Mientras Cosme se mete otro puñado de pasas de uva en su boca, Carmencita le sugiere:
—Don Cosme, con toda la comida rica que hay en la mesa, ¿por qué no prueba otra cosa?
—Sí, sí, ya como —responde Cosme mientras ahora se atiborra la boca con unos maníes y pasea la vista por los resaltados pechos de la empleada que les está sirviendo el plato—. ¿Por qué toda esta comida?
—Hoy es Nochebuena, Don Cosme —le explica Carmencita con maternal cariño.
—¿Hoy? Ahhh. ¡Feliz Navidad! —Levanta una copa, se sirve un puñado de almendras y da otro sorbo visual a las caderas de aquella enfermera dominicana que está llevando una fuente de ensaladas a una mesa contigua.
—Esta es la foto de mi nieto mayor —prosigue Clara, ignorando a Cosme—. Tiene diez años; es el mejor de la clase.
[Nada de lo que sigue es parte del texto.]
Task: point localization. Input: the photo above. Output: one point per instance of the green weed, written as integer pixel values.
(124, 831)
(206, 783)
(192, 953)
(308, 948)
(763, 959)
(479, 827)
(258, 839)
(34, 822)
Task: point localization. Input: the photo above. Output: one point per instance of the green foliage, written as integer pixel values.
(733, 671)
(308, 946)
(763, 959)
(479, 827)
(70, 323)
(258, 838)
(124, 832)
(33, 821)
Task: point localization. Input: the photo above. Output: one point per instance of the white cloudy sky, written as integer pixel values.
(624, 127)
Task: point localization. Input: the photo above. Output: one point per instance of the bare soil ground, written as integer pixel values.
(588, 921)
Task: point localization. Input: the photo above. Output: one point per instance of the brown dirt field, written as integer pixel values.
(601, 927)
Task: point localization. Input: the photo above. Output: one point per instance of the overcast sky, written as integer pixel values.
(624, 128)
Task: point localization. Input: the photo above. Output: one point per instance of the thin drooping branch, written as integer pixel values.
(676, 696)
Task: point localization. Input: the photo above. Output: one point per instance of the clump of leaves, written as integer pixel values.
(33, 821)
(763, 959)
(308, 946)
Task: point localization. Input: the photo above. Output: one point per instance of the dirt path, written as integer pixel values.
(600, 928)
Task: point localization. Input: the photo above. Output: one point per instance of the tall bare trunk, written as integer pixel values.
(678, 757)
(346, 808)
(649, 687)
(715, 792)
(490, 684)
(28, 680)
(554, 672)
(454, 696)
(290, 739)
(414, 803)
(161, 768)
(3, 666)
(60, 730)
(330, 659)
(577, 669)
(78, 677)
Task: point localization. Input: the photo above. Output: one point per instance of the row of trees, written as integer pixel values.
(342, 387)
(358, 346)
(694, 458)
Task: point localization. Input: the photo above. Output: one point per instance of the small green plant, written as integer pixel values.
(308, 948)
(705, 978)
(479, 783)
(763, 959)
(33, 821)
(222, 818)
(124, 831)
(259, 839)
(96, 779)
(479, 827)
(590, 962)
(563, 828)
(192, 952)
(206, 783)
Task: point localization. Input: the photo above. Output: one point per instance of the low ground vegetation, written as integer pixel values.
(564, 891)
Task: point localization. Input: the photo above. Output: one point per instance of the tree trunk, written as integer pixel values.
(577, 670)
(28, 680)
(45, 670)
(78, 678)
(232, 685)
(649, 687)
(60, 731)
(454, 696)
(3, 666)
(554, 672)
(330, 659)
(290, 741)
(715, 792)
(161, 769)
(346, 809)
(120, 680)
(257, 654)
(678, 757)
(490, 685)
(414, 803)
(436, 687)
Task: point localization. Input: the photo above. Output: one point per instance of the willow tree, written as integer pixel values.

Ya se ve que va a ser buen mozo e inteligente como su abuelo. Esta foto es de Ámsterdam. ¿Les dije alguna vez que visité cinco veces Países Bajos? ¡Qué hermosura!
—Sí, ya me lo dijo no sé cuántas veces, doña Clara —le responde Carmencita, más preocupada por saber por dónde estaría viajando la mente de Cosme, y si ella no sería más feliz allí. Con ganas de meter una estocada al corazón de su parlanchina compañera, comenta—: Qué curioso que, desde que estoy aquí, nunca vi a un familiar suyo.
—Es que ellos tienen una familia que atender; no tienen tiempo de venir a este país tan alejado. Por eso me llaman todos los días —replica Clara a modo de revancha.
Mientas Cosme se acababa todo el pan dulce y los turrones, y quién sabe a qué lejano rincón de su mente se lleva las piernas, caderas y tetas de las empleadas y enfermeras del residencial, llega la medianoche. Brindis general, salutaciones y deseos dichos mecánicamente entre todos.
Carmencita, luego de haber explicado por enésima vez la razón de la festividad a Cosme, saludó cortésmente y se marchó a su dormitorio. Clara siguió mostrando sus fotos a otros comensales y se marchó una hora después. Cosme se quedó dormido en la mesa y lo despertaron para acompañarlo a su cama.
Carmencita quedaría en su cama un largo rato mirando la foto de su madre, la persona que le había dado y le había privado al mismo tiempo la vida, hasta quedar dormida. La contemplaba amándola y odiándola.
Clara quedó despierta toda la noche esperando la llamada de alguno de sus hijos o nietos. Les mandó mensajes, pero ni siquiera le dieron el visto.
Cosme, acompañado hasta su dormitorio por una enfermera, preguntó una vez más por qué tanto alboroto. Cuando se lo explicó, sonrió y le deseó una Feliz Navidad.